Tous ceux qui ont visité l'Exposition universelle de 1889 se rappellent les scènes émouvantes de la vie des prairies, l'attaque de la diligence par les Peaux-Rouges, l'assaut de la hutte du colon, les longues caravanes d'émigrants, reconstituées par le vaillant colonel Cody, surnommé Buffalo-Bill, ce qui signifie William tueur de buffle (il en abattit jusqu'à 82 en un seul jour, dans le Far West).
Elle n'est point banale, l'existence de ce soldat devenu directeur de cirque.

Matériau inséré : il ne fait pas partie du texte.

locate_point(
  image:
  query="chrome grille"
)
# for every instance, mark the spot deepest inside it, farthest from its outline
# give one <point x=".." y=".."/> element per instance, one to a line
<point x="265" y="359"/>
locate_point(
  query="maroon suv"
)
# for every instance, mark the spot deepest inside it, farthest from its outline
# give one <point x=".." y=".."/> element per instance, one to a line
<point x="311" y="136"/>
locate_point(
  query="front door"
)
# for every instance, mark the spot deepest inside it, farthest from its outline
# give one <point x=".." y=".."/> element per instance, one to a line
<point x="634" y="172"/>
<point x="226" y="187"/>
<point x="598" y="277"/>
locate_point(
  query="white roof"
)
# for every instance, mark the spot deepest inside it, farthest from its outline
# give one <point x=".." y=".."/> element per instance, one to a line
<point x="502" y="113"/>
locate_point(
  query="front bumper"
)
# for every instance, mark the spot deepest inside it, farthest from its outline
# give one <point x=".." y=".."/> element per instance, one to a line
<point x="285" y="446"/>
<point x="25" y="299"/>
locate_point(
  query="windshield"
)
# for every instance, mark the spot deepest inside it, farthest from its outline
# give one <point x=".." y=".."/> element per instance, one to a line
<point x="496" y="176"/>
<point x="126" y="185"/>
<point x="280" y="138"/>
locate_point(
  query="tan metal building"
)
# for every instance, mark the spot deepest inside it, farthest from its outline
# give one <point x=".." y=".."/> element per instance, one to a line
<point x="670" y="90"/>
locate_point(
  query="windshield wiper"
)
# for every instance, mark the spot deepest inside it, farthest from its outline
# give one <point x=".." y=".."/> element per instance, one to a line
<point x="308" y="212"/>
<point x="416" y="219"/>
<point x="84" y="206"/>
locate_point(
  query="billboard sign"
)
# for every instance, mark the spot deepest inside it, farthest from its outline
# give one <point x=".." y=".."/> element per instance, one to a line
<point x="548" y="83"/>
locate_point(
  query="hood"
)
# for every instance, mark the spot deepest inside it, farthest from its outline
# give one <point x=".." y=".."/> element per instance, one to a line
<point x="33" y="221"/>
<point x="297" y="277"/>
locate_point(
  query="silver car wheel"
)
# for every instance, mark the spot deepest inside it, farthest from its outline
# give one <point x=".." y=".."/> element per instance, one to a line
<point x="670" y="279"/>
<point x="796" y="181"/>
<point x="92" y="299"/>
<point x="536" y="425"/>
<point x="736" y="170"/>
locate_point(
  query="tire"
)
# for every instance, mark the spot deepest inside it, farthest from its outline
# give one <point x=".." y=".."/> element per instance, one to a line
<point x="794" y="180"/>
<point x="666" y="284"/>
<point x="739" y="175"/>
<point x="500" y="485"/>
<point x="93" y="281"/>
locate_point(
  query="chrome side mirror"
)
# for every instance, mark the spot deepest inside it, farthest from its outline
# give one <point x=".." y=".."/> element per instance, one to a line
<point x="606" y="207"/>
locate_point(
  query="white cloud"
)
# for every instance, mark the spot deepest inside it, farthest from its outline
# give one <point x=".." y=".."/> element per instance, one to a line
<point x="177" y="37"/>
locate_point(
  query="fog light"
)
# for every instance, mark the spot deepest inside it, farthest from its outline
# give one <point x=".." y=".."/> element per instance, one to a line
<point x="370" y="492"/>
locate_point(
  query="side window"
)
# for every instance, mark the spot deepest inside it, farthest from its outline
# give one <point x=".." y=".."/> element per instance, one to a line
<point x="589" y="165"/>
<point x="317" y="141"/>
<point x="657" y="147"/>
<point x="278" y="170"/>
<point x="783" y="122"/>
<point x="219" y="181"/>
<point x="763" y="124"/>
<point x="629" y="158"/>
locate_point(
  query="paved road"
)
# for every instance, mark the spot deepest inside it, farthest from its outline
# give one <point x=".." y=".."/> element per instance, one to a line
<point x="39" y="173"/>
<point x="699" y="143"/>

Toute sa jeunesse s'est écoulée dans la prairie sauvage. A neuf ans, il était cow-boy; à seize, il entrait comme éclaireur dans l'armée des Etats-Unis, où il fut un des plus utiles auxiliaires du général Sheridan. Les Indiens n'eurent jamais de plus terrible ennemi que lui. Cavalier et tireur de première force, non moins habile à déjouer leurs ruses que prompt à les attaquer, il dirigea contre eux de multiples expéditions et fut chargé de négocier avec les derniers survivants un traité de paix définitif.
Son activité allait se trouver sans emploi. C'est alors qu'il eut l'idée de conduire ses hommes non plus chez les Peaux-Rouges, mais chez les peuples civilisés, de les exhiber dans les capitales et de donner à de bons bourgeois casaniers des représentations "exactes" des tragédies du Far-West.
Son succès à Paris en 1889 fut très vif, tant à cause de l'attrait de la mise en scène que de l'adresse de ses hommes, dans le maniement du lasso et dans le tir à la carabine.
Il est revenu parmi nous en 1905, blanchi par les années et pourtant toujours aussi vigoureux. Mais cette fois ce n'était plus seulement les combats de la Prairie, qu'il venait renouveler. Une véritable armée, ne comprenant pas moins de huit cents hommes l'accompagnait: on y voyait figurer des chasseurs à cheval français, des lanciers anglais, des roughe-rivers de Roosevelt, des Cosaques et des Japonais, des Arabes et des indiens, des amazones du Far-West, des Mexicains, des Cubains.
Trois cent vingt-cinq chevaux, de race magnifique et admirablement dressés, servaient aux exercices de la troupe. Pour les introduire en France, Buffalo Bill avait dû déposer à la douane deux cent cinquante mille francs!
Il fallut pour transporter la troupe, les animaux et le matériel sur mer, deux paquebots, sur terre, trois trains de 65 wagons.
Pour l'installation des tentes, qu'on dressait en moins de deux heures, on employait 1.200 pieux, 4.000 mâts, 30 kilomètres de cordage.
Par jour, il ne fallait pas moins de 800 kg de viande, 1.000 kg de pain, 150 kg de sucre, 700 kg de légumes variés, 1.600 litres de thé et café, le vin et l'alcool n'étant pas admis.
Après avoir étonné Paris, Buffalo Bill fit une tournée en province, qui se termina par un désastre. Au moment où il allait les embarquer à Marseille, une épidémie de morve décima ses chevaux. Il dut en faire abattre cent trente en deux semaines. Comme un Américain sait toujours tirer parti des circonstances, même les plus funestes, Buffalo Bill faisait fusiller ses chevaux malades par les meilleurs tireurs de sa troupe à la fin de chacune de ses représentations: ce spectacle lui valu les plus belles recettes qu'il eût jamais encaissées, malheureusement, il était fort coûteux.
A l'heure actuelle, le colonel Cody, qui évalue à six cent soixante mille kilomètres le chemin qu'il a parcouru dans le monde, est probablement retiré dans son domaine du bassin du Big-Horn, dans le Wyoming , où il peut faire encore de belles randonnées, sans sortir de chez lui, puisqu'il possède en vallées, en montagnes et en prairies un territoire qui ne mesure pas moins de quinze lieues de long sur six de large.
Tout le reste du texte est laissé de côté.